De la mano del cineasta italiano Giuseppe Tornatore (‘Cinema Paradiso’) llega esta fascinante película, con una intriga que atrapa desde sus primeras escenas para abocarnos a una historia cada vez más intensa, impregnada de un halo de suspense al más puro estilo de Alfred Hitchcock.
El relato nos presenta a un reputado subastador de obras de arte, tan excéntrico y millonario como solitario que recibe el encargo de tasar los muebles y pinturas de una mansión cuya joven heredera vive encerrada en una habitación por voluntad propia. La relación entre ambos, irá de lo profesional a lo personal y tendrá consecuencias inimaginables.

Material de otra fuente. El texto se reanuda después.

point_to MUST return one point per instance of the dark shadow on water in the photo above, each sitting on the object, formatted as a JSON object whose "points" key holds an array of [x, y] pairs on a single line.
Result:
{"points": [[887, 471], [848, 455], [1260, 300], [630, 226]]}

Sus dos protagonistas están dotados de una personalidad que despierta el mayor interés desde la entrada en escena de cada uno de ellos. Son caracteres que alcanzan de pleno a la curiosidad del espectador e invitan a su seguimiento en todo detalle, no por su dimensión humana, sino por todo lo contrario. Unos personajes herméticos, meticulosos, que mantienen las distancias emocionales e incluso físicas con el resto y que parecen esconder muchos secretos, pero es precisamente ello lo que provoca un cierto morbo, más aún cuando aparecen circunstancias que amenazan con desestabilizar su universo, en una interacción mutua muy bien llevada.

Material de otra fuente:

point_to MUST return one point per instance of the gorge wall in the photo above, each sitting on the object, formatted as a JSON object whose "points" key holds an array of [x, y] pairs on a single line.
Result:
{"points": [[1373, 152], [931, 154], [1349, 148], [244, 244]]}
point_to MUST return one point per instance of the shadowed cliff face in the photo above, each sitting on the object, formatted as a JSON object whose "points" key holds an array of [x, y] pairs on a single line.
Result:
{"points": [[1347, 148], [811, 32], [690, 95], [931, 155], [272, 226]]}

Unas referencias centrales acompañadas de otros elementos tan singulares como igualmente hechizantes y enigmáticos: desde una mujer enana con una memoria prodigiosa para los números que hace vida en un café a la reconstrucción de un autómata inteligente del siglo XVIII a partir de piezas que se van encontrando en diferentes rincones de la casona. Flecos argumentales que van apareciendo intermitentemente para acabar encajando perfectamente en la trama.
Sus esmerados diálogos, aún revestidos de una evidente ampulosidad, resultan idóneos para el marco en que se mueve la acción. A ello se suma la banda sonora de Ennio Morricone, que aún fiel a su estilo melódico, busca y consigue ser eminentemente descriptiva, pasando de unas texturas dramáticas a otras angustiosas e inquietantes cuando las imágenes lo piden.

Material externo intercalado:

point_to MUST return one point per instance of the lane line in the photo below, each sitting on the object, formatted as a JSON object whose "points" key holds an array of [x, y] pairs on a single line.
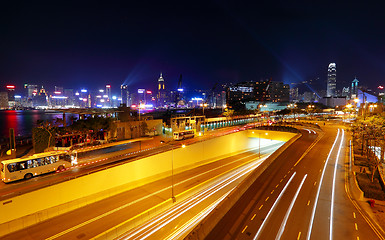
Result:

Geoffrey Rush está enorme, demostrando nuevamente la inmensidad de este actor que sabe asumir y devolver a la pantalla con excelencia la complejidad de papeles tan exigentes como éste. Le acompaña una correcta Sylvia Hoeks, mientras que el veterano Donald Sutherland, como un tipo socarrón y vividor, y el joven Jim Sturgess que encarna a un mecánico tan hábil como seductor, sirven también para oxigenar convenientemente la narración de este estreno imprescindible.